When I was a regular runner in my teens and twenties, I used to suffer from runner's knee and had to keep taking breaks. In my breaks, I swam like crazy to keep in shape.
Now, looking back, I can see that I did so much wrong. I ran as much as possible, as often as possible, did not cross train, did not weight train and took as little rest as possible. I always ran on pavement (sidewalk) or road. Hmmm.....what's wrong with this picture?!!!!!
I would go to runnersworld.com and start reading up on running and how to do it properly. Some people are lucky and can run without stopping, suffering few injuries and regularly abusing their body without any retribution from their body. I wasn't one of those people, sounds like you aren't either!

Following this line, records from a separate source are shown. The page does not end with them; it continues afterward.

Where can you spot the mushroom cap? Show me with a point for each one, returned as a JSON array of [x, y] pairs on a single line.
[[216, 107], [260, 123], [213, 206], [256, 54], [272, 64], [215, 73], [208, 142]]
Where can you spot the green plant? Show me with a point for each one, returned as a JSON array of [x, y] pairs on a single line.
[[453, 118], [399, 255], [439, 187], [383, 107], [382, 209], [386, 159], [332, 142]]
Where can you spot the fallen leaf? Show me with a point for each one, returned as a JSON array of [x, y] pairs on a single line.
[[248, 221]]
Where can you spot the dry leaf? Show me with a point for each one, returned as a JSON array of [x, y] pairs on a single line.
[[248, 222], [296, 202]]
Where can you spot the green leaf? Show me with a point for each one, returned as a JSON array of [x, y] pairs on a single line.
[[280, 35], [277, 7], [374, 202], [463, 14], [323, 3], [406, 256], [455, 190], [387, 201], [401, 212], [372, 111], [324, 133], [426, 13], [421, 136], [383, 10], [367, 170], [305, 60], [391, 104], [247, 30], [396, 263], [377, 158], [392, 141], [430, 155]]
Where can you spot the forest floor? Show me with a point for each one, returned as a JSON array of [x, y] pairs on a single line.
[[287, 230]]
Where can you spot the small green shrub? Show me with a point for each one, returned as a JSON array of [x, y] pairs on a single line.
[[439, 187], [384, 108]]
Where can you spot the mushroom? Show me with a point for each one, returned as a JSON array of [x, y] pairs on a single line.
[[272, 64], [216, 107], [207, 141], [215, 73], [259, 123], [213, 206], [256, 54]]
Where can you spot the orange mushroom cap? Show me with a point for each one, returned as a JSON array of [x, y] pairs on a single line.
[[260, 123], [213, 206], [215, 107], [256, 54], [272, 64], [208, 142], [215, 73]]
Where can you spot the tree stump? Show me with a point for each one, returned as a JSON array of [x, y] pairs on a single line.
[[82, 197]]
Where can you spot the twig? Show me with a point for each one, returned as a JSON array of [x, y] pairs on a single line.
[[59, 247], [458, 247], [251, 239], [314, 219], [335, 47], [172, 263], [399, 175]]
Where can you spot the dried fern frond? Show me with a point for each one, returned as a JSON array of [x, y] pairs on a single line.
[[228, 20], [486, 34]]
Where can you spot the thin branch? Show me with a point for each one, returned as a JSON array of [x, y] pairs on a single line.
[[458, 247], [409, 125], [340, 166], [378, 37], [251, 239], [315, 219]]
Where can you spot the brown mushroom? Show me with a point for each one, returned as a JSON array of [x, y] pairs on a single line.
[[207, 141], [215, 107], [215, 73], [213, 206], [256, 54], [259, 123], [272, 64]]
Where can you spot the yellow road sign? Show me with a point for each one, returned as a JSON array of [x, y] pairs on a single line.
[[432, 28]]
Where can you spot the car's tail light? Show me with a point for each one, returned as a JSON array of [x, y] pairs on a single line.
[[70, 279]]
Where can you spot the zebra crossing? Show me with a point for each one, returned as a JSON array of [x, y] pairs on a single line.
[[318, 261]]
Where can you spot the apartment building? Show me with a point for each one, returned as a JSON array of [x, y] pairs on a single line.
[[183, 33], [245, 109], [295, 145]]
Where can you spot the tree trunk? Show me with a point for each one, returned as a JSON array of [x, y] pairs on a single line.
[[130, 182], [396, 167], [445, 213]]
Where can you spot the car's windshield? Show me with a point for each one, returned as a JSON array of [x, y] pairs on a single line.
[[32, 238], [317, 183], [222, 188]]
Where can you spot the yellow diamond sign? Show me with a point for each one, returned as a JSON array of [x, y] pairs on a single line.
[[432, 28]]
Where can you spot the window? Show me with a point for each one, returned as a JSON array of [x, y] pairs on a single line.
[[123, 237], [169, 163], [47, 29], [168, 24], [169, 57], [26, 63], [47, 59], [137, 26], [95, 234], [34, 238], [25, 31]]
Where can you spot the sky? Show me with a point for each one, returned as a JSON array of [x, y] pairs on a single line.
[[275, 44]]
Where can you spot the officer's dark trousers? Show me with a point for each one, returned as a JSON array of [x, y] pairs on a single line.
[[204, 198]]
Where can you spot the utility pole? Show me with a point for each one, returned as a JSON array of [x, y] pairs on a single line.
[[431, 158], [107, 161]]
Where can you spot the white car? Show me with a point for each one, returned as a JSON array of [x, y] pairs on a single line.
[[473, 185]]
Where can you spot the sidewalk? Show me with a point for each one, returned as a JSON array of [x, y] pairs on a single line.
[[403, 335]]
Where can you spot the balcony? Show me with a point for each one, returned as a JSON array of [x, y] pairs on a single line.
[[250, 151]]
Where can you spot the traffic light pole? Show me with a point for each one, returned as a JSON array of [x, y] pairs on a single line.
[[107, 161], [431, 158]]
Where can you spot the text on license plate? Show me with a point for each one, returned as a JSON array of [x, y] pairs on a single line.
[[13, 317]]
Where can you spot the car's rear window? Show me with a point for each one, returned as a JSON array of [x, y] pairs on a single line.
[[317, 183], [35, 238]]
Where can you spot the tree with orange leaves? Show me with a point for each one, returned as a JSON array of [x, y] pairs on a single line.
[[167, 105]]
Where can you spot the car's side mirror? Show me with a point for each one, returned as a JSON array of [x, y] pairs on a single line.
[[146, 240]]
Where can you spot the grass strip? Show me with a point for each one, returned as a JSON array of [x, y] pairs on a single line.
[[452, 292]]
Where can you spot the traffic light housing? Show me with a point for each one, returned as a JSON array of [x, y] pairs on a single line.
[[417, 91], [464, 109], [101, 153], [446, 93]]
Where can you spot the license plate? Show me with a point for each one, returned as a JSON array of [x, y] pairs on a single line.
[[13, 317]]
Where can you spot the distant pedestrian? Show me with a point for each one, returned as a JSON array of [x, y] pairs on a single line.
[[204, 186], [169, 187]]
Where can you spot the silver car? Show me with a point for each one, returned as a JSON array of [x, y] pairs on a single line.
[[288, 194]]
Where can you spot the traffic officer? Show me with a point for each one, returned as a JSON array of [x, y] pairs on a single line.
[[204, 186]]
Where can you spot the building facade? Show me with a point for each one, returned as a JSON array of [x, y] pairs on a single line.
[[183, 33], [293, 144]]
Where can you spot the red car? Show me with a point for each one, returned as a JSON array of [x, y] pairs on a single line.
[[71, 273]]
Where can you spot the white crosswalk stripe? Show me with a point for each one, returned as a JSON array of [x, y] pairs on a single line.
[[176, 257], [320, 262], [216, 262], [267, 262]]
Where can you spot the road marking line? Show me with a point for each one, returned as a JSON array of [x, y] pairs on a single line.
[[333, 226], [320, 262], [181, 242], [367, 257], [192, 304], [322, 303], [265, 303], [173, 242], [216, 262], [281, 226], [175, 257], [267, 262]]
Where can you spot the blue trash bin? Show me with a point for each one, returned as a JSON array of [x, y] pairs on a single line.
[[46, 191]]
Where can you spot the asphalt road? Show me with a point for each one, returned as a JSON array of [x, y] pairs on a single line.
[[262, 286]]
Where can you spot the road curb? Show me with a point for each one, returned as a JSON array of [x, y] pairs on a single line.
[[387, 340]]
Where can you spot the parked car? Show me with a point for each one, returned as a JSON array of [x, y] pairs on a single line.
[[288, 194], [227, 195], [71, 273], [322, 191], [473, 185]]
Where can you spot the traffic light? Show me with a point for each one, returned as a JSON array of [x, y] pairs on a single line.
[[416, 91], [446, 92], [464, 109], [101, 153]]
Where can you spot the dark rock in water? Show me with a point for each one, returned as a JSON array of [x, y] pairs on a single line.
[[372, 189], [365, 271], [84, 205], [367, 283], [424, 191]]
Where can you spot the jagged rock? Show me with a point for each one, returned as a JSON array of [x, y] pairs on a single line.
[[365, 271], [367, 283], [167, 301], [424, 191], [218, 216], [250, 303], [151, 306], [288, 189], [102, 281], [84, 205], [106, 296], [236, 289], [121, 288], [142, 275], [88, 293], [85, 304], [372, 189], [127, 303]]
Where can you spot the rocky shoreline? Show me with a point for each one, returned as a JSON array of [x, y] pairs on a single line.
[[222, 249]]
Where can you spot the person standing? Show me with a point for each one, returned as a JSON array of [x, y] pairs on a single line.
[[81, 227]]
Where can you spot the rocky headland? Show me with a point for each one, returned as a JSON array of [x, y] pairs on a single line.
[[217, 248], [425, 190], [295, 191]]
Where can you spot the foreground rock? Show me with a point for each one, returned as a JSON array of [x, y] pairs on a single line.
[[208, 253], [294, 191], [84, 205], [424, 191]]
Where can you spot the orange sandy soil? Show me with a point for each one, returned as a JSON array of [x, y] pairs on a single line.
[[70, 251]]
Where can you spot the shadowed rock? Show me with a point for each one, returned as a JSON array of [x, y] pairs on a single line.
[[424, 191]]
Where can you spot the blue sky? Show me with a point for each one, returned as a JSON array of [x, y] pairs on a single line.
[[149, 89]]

So, while I agree with Kathryn and I too am a dedicated power walker these days, this year, I have begun running again, because I miss it, and there's nothing quite like it. But, I now do it differently because I love my knees, we have a fabulous relationship and I want us to be together forever. Know what I mean?!!
You may not have to give up running, but you will need to adjust your approach and your thinking.
You do not need to run more than 3 times per week to enjoy all the fat-loss and endorphin high of running. You can make great progress in endurance and technique with just 3 running workouts per week. The book, "Run less, run faster" by Bill Pierce and published by Runner's World describes this type of training and the successes you can expect with it.
I only run three times per week, no more, and I see great results in increasing speed, endurance and stress relief.
On the days when you don't run, you cross train, but with cardio activities that do not add high impact to the joints and knees. Here's where your power walking, swimming, cycling, etc, comes in. Not high impact Cathe cardio. You also weight train, including specific exercises to target the hamstrings (running tightens them, they need to be lengthened and stretched out during cross training activities), quads, and tendons and ligaments that surround the knee. The quads are the muscles which protect the knee, so keeping them strong (and keeping a balance in stregth between the quads and the hamstrings) helps your patella to move with correct alignment, thus cutting down on injury.
The other major change I have made is I run exclusively on a treadmill, thus reducing the impact that resounds through the body with every step. So far, I have had no pangs of anything from the knees, fingers crossed.
Check out your sneakers too. Pain and injury are often signs that the shock absorption of our running sneakers is gone and it's time to invest in some new ones. Go to a good running specialty shop so you cvan be fitted properly with the right type of sneakers for your foot and strike type. Runnersworld.com has more info on this too. read up, OK? A good running store also can point you in the direction of good specialists who can analyse your strike and foot and see if you need to correct the bio-mechanics of your running stride, or whether you need custom made orthotics.
If you love running, try some or all of these adjustments before resigning yourself to a life without running.